You may not realize it, but not only have I been working on an artist each week, but these themes have also been building. So after Virtue, comes Patience… well, after someone who like me didn’t have it, suggested it 😉 I have slowly been telling more and more people about this out of control hobby, and more are starting to enjoy it, and we were kidding each other and I thought actually it fits. It is not something that comes easily for me, and many, many times, that is a good thing. Restless people Never Settle ( a sign my wife made for me ) and I am actually grateful for the ability to get things moving… And, there is a time for resting – being Patient that can prepare us for engaging better… if we can simply… wait for it…
…Wait for it 😉 Watching my granddaughter I realize that much of Patience (or lack of it) comes naturally I think. I am not sure why but she is almost never patient – a constant stream of questions, observations, movement – a blur – which her mother was also sorta, and clearly I was/am as well. Early in my career it really served me. The statement “if you want something done, give it to a busy person” was true. It seems odd, but the busiest by nature are able to get a lot of things done – quickly. Maybe not as well, or as completely, but a lot of things done in a hurry. My leaders saw it and kept me busy, and when they didn’t, I would usually find something else. And it paid off until the things I engaged in, probably were not my “best choice”.
When I am looking for some quiet concentration music, it is always William Ackerman that I go to. Guitar – check. Quiet – check. Innovative – check. He had been shown a new approach to the guitar by a roommate at a private school in Massachusetts… open tuning. It allows you to strum the guitar and it makes a “pleasant sound” – ie a chord, without any fingers. It allowed him to rapidly get better, and after returning to his home in Palo Alto to attend Stanford, he started developing a following, particularly playing for theater groups. Friends suggested he could release his music and he paid to have it recorded and came out with an album … that literally changed the face of music. The term New Age – came from this album, and the label he started – Windham Hill.
Early in my life, being quick was rewarded … so I was. Always the first to finish my spelling words. I could 25 of them into 3 sentences – quickly – why bother with more? And in Debate that certainly was also rewarded – boxing in the discussion so they would end how I would like them to. In student politics, again moving through materials faster meant you could get to the critical decisions faster, and that was where I started to notice the quieter, slower, off the beaten path people – had better ideas. They actually thought about what they were going to say, and the trick was to find a way to get them into the conversation, which rarely meant calling on them. In corporate settings, I noticed that the fast-talking, sales-driven, “always be closing” person – were typically managed by someone who was….
Patient is defined as “the capacity to accept or tolerate delay, trouble, or suffering without getting angry or upset.” I would add for “anticipate”. Communication paths in groups increase as the square of the number of participants – so with two – Four, with 3 Nine, with 4 Sixteen – and each path slows down clear communications and therefore, progress.
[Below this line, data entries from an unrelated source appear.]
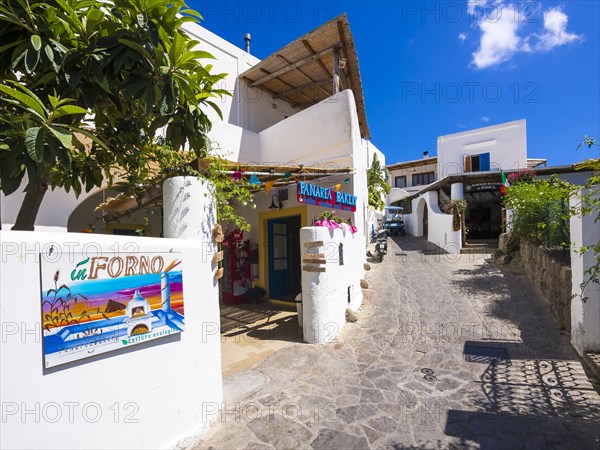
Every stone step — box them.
[583,352,600,381]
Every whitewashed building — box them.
[0,15,385,448]
[388,119,546,253]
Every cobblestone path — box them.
[197,237,600,450]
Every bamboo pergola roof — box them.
[240,14,371,139]
[94,158,354,215]
[198,158,354,186]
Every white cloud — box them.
[472,4,523,69]
[533,8,583,52]
[468,1,583,69]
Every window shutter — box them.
[479,153,490,172]
[464,156,472,172]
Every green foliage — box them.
[573,135,600,301]
[504,175,575,247]
[202,156,257,231]
[0,0,227,229]
[367,154,391,210]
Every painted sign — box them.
[41,252,184,367]
[465,183,502,192]
[297,181,356,212]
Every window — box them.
[413,172,435,186]
[464,153,490,172]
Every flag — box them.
[500,169,510,195]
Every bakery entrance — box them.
[267,215,301,301]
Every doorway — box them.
[267,215,302,301]
[423,203,429,239]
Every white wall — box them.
[183,23,299,134]
[259,89,370,261]
[0,180,86,231]
[300,227,362,344]
[437,119,527,179]
[570,190,600,355]
[404,191,462,254]
[0,231,222,449]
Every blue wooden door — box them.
[268,219,290,298]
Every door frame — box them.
[256,205,308,295]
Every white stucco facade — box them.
[570,190,600,355]
[437,119,527,179]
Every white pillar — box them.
[300,227,362,344]
[450,183,465,200]
[570,190,600,355]
[160,272,171,311]
[163,177,217,241]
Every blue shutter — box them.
[479,153,490,172]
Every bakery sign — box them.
[297,181,356,212]
[465,183,502,192]
[40,252,185,367]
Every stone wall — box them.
[519,241,571,331]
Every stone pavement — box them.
[195,236,600,450]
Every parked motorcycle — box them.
[375,230,387,262]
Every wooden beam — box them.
[302,39,330,77]
[273,78,331,101]
[277,54,330,100]
[250,44,338,87]
[333,45,340,95]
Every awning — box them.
[94,158,355,216]
[240,14,371,139]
Not that you can’t get there… but it is going to test your Patience. As I got older, I realized that when I saw a problem I had solved before, before jumping in to solve that one, there is likely something bigger, more difficult, being hidden… by my own bias to engage. As we start the week, consider your own learnings about when and how to engage… and what role Patient my play in making that better for all. This track is the first track on his first album, and has the arc of my life – slow, then very fast in the middle, and then slower again. And the title is something that reminds me of my Granddaughter who would certainly be The Pink Chiffon Tricycle Queen.